The median response time to red calls was four minutes and 55 seconds in December

A colour-coded system of dealing with 999 ambulance calls is backed but will be reviewed to make sure all patients are treated as a high enough priority.

Since October 2015, emergency response time targets have been scrapped for all but the most life-threatening cases.

Health Minister Vaughan Gething said the trial which focused more on patient outcomes would now be made permanent.

The Welsh Tories claimed the system did not treat all suspected heart attack and stroke calls seriously enough.

Calls are categorised as red, amber or green - with red being immediately life-threatening calls such as cardiac arrest or choking.

Five per cent of calls were classed as red in the most recently published statistics.

In those cases, 65% of ambulances are expected to arrive within eight minutes. In the nine months to January, more than 75% were reached within the target time.
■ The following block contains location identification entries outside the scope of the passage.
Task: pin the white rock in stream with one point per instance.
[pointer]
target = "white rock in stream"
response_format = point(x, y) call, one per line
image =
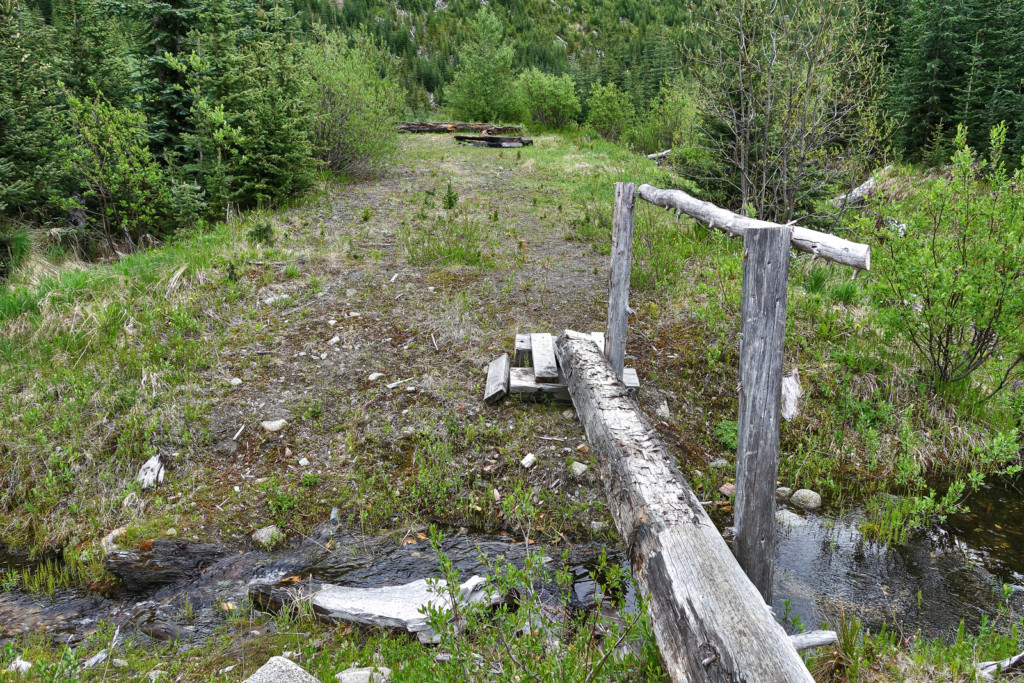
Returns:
point(280, 670)
point(152, 473)
point(792, 391)
point(392, 606)
point(806, 499)
point(365, 675)
point(20, 666)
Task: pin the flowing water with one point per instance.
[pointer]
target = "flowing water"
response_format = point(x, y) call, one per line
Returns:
point(824, 568)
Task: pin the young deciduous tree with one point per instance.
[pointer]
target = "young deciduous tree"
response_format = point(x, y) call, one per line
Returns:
point(788, 94)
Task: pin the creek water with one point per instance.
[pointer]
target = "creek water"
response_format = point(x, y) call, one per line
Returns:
point(824, 568)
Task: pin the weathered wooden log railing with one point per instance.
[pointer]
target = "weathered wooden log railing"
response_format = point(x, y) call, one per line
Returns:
point(710, 621)
point(819, 245)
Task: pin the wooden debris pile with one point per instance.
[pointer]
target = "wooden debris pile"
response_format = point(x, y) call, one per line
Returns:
point(493, 141)
point(457, 127)
point(536, 371)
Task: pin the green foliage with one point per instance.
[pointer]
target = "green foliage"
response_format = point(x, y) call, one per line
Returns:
point(950, 280)
point(126, 194)
point(355, 102)
point(611, 111)
point(482, 89)
point(547, 99)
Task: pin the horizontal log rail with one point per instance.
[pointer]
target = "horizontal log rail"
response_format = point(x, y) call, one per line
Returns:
point(819, 245)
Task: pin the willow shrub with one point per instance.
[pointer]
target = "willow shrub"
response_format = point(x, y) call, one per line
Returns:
point(355, 101)
point(950, 270)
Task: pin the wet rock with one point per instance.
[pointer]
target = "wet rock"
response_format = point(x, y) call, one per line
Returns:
point(20, 666)
point(365, 675)
point(268, 536)
point(161, 563)
point(152, 473)
point(788, 518)
point(806, 499)
point(280, 670)
point(96, 658)
point(109, 542)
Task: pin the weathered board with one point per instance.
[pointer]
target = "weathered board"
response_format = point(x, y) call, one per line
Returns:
point(710, 621)
point(498, 380)
point(543, 349)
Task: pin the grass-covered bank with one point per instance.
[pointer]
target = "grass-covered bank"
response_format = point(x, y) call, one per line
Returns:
point(423, 275)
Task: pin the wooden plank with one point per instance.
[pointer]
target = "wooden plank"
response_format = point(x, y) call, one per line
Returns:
point(545, 365)
point(710, 622)
point(762, 334)
point(498, 380)
point(619, 285)
point(523, 355)
point(522, 382)
point(819, 245)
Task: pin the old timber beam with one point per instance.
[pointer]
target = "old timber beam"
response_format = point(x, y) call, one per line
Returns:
point(819, 245)
point(710, 621)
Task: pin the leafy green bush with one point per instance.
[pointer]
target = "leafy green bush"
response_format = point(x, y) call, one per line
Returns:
point(482, 89)
point(611, 111)
point(547, 99)
point(355, 101)
point(950, 270)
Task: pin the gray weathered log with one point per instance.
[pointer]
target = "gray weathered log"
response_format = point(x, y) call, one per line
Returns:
point(498, 380)
point(457, 127)
point(710, 622)
point(543, 350)
point(805, 641)
point(619, 280)
point(819, 245)
point(762, 337)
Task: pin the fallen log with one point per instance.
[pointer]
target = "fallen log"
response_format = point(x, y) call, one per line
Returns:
point(493, 141)
point(457, 127)
point(710, 622)
point(819, 245)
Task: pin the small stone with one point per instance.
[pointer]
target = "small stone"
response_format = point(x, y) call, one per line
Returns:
point(365, 675)
point(806, 499)
point(268, 536)
point(788, 518)
point(20, 666)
An independent evaluation report said: "Overall, there is agreement that the service is much more clinically focused, rather than simply being operationally driven and no-one would wish to see a return to the previous operating model."
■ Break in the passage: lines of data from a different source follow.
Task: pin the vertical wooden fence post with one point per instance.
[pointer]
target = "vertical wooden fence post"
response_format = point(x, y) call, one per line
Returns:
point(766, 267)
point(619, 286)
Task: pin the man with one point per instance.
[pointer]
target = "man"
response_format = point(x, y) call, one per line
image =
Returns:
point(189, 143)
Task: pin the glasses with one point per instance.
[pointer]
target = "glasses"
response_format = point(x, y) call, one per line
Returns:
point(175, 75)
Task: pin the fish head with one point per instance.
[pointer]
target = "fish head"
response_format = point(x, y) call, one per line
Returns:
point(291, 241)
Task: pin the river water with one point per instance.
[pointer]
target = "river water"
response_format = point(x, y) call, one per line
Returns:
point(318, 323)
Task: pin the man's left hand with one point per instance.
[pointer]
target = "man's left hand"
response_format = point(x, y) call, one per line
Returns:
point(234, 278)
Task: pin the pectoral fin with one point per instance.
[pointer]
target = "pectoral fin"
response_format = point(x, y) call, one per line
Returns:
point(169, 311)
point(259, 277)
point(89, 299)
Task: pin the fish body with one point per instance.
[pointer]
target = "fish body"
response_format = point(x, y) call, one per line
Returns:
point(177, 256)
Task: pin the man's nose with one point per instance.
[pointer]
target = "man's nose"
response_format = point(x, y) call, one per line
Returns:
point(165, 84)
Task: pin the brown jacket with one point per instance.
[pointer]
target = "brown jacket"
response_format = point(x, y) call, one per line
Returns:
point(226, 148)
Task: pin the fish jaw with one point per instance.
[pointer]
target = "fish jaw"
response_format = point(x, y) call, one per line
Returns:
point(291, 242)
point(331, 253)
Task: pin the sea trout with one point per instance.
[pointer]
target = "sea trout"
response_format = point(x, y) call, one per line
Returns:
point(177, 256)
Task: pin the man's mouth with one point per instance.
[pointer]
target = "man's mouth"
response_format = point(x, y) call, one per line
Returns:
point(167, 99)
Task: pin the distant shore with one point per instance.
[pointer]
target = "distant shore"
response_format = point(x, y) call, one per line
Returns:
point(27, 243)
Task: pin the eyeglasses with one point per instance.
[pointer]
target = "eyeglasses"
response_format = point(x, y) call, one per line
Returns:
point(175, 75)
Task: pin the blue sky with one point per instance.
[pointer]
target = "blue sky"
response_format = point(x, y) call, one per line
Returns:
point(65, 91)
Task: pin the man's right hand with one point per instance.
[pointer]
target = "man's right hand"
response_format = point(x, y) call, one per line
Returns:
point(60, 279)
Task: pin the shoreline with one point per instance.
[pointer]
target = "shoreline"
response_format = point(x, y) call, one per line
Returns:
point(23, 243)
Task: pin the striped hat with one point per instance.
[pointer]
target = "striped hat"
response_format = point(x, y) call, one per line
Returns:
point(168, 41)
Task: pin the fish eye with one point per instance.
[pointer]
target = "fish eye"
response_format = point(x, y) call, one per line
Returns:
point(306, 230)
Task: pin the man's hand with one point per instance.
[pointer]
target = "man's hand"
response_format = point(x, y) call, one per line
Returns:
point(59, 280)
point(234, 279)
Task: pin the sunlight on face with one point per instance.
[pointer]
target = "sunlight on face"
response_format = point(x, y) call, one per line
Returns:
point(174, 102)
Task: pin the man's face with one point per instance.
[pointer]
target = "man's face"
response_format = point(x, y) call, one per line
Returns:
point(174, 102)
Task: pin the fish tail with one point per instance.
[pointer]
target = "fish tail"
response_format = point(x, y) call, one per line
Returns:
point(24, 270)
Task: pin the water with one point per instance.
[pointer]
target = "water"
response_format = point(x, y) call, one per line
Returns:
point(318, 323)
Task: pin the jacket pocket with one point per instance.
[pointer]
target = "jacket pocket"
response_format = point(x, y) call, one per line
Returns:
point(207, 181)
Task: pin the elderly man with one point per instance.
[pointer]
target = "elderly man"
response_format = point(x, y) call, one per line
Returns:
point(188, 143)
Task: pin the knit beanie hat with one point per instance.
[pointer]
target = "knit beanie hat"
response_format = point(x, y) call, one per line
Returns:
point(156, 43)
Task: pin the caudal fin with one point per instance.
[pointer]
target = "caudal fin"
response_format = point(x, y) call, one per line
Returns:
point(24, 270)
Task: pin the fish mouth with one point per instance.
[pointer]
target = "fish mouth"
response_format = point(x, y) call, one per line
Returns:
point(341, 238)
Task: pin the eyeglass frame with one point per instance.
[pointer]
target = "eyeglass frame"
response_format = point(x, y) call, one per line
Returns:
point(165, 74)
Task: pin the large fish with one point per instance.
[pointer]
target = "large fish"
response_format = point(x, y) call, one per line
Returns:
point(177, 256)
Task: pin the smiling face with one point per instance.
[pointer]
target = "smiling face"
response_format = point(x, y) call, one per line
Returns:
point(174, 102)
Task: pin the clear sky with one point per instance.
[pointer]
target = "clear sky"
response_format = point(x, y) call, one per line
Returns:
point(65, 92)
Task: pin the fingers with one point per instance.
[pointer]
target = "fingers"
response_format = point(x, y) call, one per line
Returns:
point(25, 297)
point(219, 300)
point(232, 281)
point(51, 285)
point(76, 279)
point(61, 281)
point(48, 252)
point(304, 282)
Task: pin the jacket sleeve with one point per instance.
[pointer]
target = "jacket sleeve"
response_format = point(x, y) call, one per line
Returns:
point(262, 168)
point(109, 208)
Before the trial, a larger percentage of calls had been classed as red and the 65% target was repeatedly missed.

Image caption,

The trial scheme will be made permanent, Vaughan Gething says

The report said there should be a review of the categories outside red, in particular the amber group.

"There is concern that this group is too large and not sufficiently discriminatory in terms of prioritising patients with high acuity illness, and that for some calls this is resulting in unacceptably long waits," the report said.
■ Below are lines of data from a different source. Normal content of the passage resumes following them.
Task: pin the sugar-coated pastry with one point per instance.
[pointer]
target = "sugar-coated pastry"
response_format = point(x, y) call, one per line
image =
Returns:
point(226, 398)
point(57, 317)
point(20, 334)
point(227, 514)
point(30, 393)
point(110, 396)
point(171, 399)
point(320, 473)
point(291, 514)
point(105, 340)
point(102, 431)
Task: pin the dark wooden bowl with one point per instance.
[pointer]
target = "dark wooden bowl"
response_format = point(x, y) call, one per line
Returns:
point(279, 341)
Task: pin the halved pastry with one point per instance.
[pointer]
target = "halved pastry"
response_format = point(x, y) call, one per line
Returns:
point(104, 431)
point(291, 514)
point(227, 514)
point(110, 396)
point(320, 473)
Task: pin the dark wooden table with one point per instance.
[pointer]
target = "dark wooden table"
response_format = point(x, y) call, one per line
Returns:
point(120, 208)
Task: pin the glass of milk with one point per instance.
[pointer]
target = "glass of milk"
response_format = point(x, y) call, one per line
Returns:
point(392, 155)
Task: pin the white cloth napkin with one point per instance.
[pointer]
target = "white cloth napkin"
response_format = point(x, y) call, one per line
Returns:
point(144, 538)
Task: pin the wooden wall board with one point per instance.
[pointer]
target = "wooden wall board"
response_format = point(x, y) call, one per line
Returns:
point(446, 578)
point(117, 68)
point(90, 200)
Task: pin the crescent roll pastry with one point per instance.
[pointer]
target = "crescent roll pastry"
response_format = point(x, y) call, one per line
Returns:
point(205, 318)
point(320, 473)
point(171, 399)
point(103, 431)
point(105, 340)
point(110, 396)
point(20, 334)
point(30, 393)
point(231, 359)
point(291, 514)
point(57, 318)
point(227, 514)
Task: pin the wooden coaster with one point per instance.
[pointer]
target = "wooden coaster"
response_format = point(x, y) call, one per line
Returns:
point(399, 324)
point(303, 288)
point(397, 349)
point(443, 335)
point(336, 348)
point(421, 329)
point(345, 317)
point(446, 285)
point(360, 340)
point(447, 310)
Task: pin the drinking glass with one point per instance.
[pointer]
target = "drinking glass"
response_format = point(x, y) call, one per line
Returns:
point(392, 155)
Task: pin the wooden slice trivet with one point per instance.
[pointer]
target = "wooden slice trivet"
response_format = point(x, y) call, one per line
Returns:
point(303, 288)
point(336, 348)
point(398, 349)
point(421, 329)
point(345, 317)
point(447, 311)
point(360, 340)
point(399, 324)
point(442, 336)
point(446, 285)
It added that there was a "very clear and consistent view expressed in the qualitative study and staff survey that it is likely some amber category patients are being disadvantaged".

Ambulance trust operations director Richard Lee said: "While we are satisfied with our progress to date, we know there is still work to be done, particularly for patients in our amber category, and that is certainly our focus moving forward."

Mr Gething said the ambulance service had "improved its performance significantly" since the changes.

"The independent evaluation published today backs our decision to take the bold step to adopt the new model, following the successful pilot.

"The fact they found there to be clear and universal acknowledgement, both from within the ambulance service and external partners, that moving to the new model was appropriate and the right thing to do, is excellent news."

Interest from Canada, New Zealand, Australia and Chile had been attracted by the pilot, Mr Gething added, as well as England and Scotland.

Welsh Conservative health spokeswoman Angela Burns was critical, saying: "It is hardly surprising that the Welsh Labour Government are to give permanence to this new model that allows roughly 96% of all ambulance calls to go unmeasured, betraying a staggering lack of accountability.

"The worst feature by far of this model is that many cases, including heart attacks and strokes, do not currently qualify for the most urgent response category unless patients have stopped breathing or their hearts have stopped beating."